Webb Telescope will unravel mysteries of collapsing stars & exoplanets; ESA explains how

The European Space Agency (ESA) explained that among the Webb telescope's most significant forthcoming tasks will be exploring the life cycle of a star.

Reported by: Harsh Vardhan
Image: Twitter/@NASAWebb | Image:self
Advertisement

The James Webb Space Telescope (JWST) has lots of responsibilities and expectations attached to it as scientists believe that it will make discoveries that we can’t even imagine at the moment. Scheduled to launch on December 22, Webb is the most powerful telescope ever built and as the scientists say, it has been designed to answer fundamental questions about the universe.

Among its list of tasks that the telescope is supposed to perform is to study the nearby cosmos, which includes studying the life cycle of stars along with the atmospheric composition of exoplanets. 

The JWST to explore the collapse of stars

In a new report released earlier today, the European Space Agency (ESA) explained that among Webb's most significant forthcoming tasks will be exploring the life cycle of a star. Using its superb sensitivity to infrared light, the telescope will determine how and why clouds of dust and gas collapse into stars, or become gas giant planets or brown dwarfs. According to the agency, its ability to detect even the faintest of infrared will allow it to peer directly through the dusty envelopes around newly born stars and help astronomers investigate the faint, earliest stages of star birth known as 'protostellar cores'.

ESA explains that many simple elements are transformed into heavier elements during the lifetime of certain stars, which then spread these heavier elements further into space. These stars then distribute the elements through stellar winds and supernova explosions and enrich the space for the formation of new stars. It is these supernova explosions that will serve as a subject for Webb's study as they are the most energetic events in the cosmos and carry information about a death of a star.

Next on agenda: Peering through the exoplanetary atmosphere

Over a number of years, scientists have confirmed the discovery of over 4,500 exoplanets with unique characteristics orbiting their host stars in interstellar space. Webb will target such planets to peer through their atmosphere in order to determine their atmospheric conditions such as temperature, chemical composition, and formation history. The telescope will do so by studying the light emerging from the surface of the exoplanets. According to the agency, the light emerging from the surface will carry information about the exoplanets' atmosphere which it would collect while passing through the atoms and molecules present there. 
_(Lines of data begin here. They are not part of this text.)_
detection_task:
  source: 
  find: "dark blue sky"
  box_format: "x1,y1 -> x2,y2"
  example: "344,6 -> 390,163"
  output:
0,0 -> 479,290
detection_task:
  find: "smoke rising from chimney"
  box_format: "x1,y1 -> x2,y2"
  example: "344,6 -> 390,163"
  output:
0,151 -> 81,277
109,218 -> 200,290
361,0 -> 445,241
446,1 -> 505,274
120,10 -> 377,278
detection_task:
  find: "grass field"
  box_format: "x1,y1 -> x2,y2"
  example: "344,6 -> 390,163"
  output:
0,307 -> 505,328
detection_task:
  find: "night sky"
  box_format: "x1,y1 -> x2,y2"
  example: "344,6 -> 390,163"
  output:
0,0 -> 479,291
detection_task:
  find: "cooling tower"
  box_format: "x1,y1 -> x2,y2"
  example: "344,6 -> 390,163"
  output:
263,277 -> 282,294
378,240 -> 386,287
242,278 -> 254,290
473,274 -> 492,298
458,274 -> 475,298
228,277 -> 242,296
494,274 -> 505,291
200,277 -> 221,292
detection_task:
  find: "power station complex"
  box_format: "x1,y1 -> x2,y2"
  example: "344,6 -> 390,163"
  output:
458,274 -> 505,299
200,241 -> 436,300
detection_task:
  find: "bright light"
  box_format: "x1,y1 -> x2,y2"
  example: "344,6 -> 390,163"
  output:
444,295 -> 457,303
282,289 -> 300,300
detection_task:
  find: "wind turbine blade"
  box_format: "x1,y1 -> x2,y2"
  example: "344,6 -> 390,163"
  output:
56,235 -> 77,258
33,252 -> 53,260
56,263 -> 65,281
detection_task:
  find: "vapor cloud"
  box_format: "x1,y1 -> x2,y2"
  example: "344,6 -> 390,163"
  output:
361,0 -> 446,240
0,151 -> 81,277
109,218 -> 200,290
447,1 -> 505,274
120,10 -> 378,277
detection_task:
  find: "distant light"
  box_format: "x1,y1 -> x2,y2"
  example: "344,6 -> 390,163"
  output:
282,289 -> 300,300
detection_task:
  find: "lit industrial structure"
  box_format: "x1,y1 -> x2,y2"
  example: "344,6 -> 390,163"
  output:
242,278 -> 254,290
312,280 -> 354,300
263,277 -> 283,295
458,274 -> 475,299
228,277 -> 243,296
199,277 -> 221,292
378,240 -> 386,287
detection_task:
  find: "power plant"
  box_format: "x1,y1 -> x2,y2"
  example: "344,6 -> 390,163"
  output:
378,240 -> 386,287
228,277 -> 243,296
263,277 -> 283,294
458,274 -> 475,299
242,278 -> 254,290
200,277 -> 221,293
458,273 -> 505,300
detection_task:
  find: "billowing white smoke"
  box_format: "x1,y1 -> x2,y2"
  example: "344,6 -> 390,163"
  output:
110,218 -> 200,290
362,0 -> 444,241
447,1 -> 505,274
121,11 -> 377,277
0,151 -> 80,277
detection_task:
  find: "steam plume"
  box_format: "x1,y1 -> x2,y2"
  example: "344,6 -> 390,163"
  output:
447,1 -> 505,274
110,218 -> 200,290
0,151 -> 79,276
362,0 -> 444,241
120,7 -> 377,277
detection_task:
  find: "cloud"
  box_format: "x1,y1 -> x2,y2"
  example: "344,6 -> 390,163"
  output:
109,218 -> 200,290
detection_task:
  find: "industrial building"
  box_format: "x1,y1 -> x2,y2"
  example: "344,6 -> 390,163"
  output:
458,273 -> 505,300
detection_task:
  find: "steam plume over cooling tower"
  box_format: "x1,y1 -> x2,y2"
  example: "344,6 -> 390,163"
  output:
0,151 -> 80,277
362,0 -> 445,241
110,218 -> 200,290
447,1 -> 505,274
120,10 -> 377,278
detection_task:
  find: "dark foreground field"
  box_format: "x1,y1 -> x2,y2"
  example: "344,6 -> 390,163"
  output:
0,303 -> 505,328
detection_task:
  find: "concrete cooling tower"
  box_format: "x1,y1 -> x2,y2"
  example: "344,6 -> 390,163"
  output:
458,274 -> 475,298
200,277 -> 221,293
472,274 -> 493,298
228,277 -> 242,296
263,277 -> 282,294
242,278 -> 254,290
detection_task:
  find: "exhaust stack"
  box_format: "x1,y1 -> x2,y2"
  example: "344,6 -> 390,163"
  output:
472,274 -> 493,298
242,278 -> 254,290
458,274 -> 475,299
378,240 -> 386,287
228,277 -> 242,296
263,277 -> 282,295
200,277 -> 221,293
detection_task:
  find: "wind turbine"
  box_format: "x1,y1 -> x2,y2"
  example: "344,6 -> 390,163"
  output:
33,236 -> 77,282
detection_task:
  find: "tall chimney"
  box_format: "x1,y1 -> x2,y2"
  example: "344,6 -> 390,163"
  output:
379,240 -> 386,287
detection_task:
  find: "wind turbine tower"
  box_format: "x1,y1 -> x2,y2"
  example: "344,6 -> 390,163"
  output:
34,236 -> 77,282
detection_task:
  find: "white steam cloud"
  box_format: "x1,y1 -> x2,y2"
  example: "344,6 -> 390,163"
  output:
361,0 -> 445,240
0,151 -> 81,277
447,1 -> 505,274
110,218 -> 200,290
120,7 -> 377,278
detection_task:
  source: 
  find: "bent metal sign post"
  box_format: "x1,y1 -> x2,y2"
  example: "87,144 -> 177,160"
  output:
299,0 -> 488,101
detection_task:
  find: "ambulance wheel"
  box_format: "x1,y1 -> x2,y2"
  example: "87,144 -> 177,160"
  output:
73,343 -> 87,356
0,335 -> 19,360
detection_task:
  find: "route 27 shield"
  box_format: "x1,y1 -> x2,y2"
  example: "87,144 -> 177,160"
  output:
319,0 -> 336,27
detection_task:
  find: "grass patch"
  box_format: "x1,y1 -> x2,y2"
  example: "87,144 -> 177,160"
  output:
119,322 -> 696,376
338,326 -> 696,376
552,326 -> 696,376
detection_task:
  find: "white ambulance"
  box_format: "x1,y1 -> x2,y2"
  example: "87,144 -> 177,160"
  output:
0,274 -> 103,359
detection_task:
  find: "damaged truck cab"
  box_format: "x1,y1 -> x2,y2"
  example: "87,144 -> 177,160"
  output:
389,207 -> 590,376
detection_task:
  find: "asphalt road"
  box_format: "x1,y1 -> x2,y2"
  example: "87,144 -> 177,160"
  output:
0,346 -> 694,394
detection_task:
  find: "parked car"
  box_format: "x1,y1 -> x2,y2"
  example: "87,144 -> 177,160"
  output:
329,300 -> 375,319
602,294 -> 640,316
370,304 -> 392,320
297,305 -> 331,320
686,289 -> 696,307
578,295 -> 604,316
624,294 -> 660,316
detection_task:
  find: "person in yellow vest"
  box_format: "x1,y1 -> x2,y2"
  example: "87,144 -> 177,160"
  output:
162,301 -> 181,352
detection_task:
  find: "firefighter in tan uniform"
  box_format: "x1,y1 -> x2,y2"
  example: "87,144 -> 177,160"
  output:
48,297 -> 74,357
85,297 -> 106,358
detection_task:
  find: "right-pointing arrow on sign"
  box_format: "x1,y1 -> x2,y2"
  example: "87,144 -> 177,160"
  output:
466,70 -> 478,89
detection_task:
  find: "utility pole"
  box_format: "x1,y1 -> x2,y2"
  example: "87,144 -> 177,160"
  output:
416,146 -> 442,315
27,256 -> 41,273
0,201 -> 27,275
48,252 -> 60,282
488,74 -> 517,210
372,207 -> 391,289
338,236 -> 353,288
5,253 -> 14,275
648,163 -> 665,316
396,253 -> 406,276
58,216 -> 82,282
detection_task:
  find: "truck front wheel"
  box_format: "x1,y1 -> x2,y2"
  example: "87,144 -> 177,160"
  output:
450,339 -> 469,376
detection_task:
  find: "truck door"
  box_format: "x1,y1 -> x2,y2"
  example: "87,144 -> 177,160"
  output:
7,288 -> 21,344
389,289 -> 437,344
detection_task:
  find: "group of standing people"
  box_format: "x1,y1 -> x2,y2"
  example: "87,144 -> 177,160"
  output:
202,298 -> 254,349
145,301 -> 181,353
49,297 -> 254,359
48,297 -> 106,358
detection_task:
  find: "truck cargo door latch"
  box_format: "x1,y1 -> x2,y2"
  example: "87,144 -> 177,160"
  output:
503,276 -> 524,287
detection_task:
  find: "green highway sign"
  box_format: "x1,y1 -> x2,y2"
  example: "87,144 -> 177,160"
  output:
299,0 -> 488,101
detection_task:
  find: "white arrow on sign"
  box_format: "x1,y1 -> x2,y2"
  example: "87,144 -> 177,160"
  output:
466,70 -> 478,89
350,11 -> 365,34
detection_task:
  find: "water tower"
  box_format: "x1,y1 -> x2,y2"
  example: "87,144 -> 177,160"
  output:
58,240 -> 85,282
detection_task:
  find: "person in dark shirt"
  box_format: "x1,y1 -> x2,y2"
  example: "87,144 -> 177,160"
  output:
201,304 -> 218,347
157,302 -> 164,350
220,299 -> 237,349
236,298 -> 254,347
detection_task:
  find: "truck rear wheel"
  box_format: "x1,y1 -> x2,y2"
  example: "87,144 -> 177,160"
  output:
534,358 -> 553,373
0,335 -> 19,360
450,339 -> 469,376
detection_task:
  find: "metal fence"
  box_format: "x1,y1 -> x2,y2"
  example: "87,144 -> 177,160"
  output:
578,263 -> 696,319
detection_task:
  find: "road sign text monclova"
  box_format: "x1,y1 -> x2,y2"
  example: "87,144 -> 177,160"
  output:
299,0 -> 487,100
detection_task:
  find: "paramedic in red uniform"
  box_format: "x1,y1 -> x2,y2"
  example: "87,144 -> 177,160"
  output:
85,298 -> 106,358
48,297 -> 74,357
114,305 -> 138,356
In addition to this, the telescope will also look for planets having an Earth-like atmosphere by searching methane, water, oxygen, carbon dioxide along with complex organic molecules, that are considered the building blocks of life. Developed in partnership with ESA, NASA, and the Canadian Space Agency (CSA), the telescope worth $10 billion will liftoff on December 22, aboard an Ariane 5 rocket from Europe’s Spaceport in French Guiana.